Mr. Byrne added that he and other fishermen
wouldn't have such a problem with the fee if they didn't think it
was being used to fund gill nets on Lough Sheelin.
Another cause of the general decline of stocks is pollution and
the Longford NEWS has learned that the European Commission is investigating
water quality in the river Shannon, between the section of the area
or Drumsna and Tarmonbarry.
The Directorate-General of Environment (an
equivalent of the Department of the Environment) has written to
Irish authorities seeking information on a number of points relating
to this part of the river.
They have also asked specific questions about a particular possible
source of pollution, which they name.
According to Geoff Cooper, results have been obtained from independent
and well known laboratories outlining what chemicals were found
in samples from the river he provided them. These show that essentially,
the Shannon is rapidly turning into a dump, with higher than recommended
levels of several chemicals such as nitrates and phosphates and
the presence of some that shouldn't be next nor near a river that
is used by so many people, like formaldehyde.
Another contributing factor to the decline
of fish stocks is the existence of an illegal fishing trade, and
local fishermen have spent the last two years gathering evidence
of this throughout the region, some of which the Longford NEWS has
seen.
Speaking to the Longford NEWS, Mr. Matt Nolan of the SRFB said he
didn't believe there was much illegal fishing going on, simply because
he didn't think people had any need to do so anymore.
"Often people see nets on the rivers and lakes and ring us up, thinking
there's illegal fishing going on, but they usually belong to some
of the fishermen who've been licensed by the ESB to fish for eel,"
he said.
A spokesperson for the ESB said that the company has granted 40
licences to fishermen, who in turn, sold 100 tonnes of eel a season,
back to the ESB.
That would suggest that each of the license holders are catching
2.5 tonnes of eels per season.

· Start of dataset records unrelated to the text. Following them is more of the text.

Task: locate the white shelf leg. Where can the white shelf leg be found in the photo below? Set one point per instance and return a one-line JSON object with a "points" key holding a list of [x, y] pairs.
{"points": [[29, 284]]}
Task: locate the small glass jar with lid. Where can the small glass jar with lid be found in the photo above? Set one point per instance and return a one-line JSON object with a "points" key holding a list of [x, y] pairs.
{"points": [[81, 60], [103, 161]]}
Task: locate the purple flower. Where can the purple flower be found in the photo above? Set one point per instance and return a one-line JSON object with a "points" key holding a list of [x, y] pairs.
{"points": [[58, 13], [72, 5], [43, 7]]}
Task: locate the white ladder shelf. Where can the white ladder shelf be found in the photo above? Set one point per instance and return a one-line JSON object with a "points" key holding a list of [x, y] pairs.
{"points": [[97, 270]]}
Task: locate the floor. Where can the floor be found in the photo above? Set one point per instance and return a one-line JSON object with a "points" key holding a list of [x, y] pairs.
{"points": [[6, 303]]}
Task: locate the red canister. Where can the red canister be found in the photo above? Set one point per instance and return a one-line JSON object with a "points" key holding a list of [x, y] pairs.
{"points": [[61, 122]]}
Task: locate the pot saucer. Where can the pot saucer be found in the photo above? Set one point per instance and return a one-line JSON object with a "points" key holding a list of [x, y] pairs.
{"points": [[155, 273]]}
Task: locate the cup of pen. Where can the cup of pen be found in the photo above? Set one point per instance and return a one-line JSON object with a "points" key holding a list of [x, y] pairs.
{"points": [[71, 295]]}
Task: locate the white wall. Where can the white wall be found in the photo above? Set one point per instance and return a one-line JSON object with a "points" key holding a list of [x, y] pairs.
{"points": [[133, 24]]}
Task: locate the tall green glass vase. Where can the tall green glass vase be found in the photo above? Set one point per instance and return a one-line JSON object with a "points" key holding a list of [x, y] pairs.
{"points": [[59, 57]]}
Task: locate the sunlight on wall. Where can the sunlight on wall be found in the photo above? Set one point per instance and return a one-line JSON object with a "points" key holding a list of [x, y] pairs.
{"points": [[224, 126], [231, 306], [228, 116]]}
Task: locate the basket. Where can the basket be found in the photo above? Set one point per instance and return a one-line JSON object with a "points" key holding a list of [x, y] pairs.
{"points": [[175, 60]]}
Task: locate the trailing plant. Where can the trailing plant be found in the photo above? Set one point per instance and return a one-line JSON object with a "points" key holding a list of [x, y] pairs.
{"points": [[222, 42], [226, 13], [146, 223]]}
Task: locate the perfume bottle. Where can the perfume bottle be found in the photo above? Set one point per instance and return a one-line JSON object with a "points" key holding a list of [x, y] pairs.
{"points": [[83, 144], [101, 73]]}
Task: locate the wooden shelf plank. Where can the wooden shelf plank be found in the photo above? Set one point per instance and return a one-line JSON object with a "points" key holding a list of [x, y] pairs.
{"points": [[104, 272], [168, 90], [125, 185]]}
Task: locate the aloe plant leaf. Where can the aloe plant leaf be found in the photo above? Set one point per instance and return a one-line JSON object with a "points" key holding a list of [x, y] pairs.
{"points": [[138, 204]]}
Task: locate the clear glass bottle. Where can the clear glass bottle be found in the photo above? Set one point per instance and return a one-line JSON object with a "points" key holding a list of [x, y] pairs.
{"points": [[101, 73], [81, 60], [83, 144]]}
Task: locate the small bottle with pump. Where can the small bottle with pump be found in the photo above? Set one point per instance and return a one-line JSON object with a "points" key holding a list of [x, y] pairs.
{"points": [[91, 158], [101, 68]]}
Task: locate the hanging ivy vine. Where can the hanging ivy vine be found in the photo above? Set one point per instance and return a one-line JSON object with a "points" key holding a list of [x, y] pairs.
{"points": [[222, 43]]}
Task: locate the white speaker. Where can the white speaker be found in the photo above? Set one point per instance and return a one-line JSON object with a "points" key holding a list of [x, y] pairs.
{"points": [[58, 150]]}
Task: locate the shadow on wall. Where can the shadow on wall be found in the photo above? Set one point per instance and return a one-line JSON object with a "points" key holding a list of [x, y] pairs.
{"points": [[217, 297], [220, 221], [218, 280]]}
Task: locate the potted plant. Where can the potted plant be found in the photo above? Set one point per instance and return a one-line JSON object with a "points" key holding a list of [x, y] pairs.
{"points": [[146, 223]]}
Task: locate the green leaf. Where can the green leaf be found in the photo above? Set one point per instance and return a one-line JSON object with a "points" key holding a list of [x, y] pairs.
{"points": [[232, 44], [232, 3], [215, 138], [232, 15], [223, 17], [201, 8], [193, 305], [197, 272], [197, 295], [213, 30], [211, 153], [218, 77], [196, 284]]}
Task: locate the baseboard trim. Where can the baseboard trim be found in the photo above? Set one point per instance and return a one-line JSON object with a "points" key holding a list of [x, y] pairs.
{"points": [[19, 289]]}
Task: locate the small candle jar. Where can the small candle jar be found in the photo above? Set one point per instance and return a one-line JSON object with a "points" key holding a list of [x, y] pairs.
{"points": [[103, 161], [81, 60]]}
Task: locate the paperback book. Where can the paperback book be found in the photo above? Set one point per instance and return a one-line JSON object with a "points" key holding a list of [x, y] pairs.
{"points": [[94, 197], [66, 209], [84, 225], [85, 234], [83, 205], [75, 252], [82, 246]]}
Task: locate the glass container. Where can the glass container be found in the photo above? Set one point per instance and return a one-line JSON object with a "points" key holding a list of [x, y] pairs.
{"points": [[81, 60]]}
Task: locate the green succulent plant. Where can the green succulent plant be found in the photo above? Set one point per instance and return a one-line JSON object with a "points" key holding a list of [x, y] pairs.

If the average eel weighs about a
pound, it is necessary for each fisherman to catch in excess of
2000 eels in a season, which lasts three months. And
in the first blow in what looks like being a prolonged campaign,
a boycott of all waters is being proposed by the Irish Federation
of Pike Angling Clubs.
John Chambers, Chairman of that Federation told the NEWS why should
we pay to fish on waters where what I'm trying to catch are being
killed.
"Why should I pay to cast a line and catch a gill net?"
He criticized the entire Lough Sheelin project saying: "There's
the same amount of pike in it now than there was thirty or forty
years ago, but the trout numbers have dropped.
"As a wild brown trout fishery, Lough Sheelin
is a dead duck. They've gotten millions of EU and public money,
but it's not working.
" He felt that it was mainly pollution that was killing off trout,
not pike.
Mr. Chambers explained that his members felt
very strong about this issue and were willing to boycott all of
the waters involved in protest at the fee.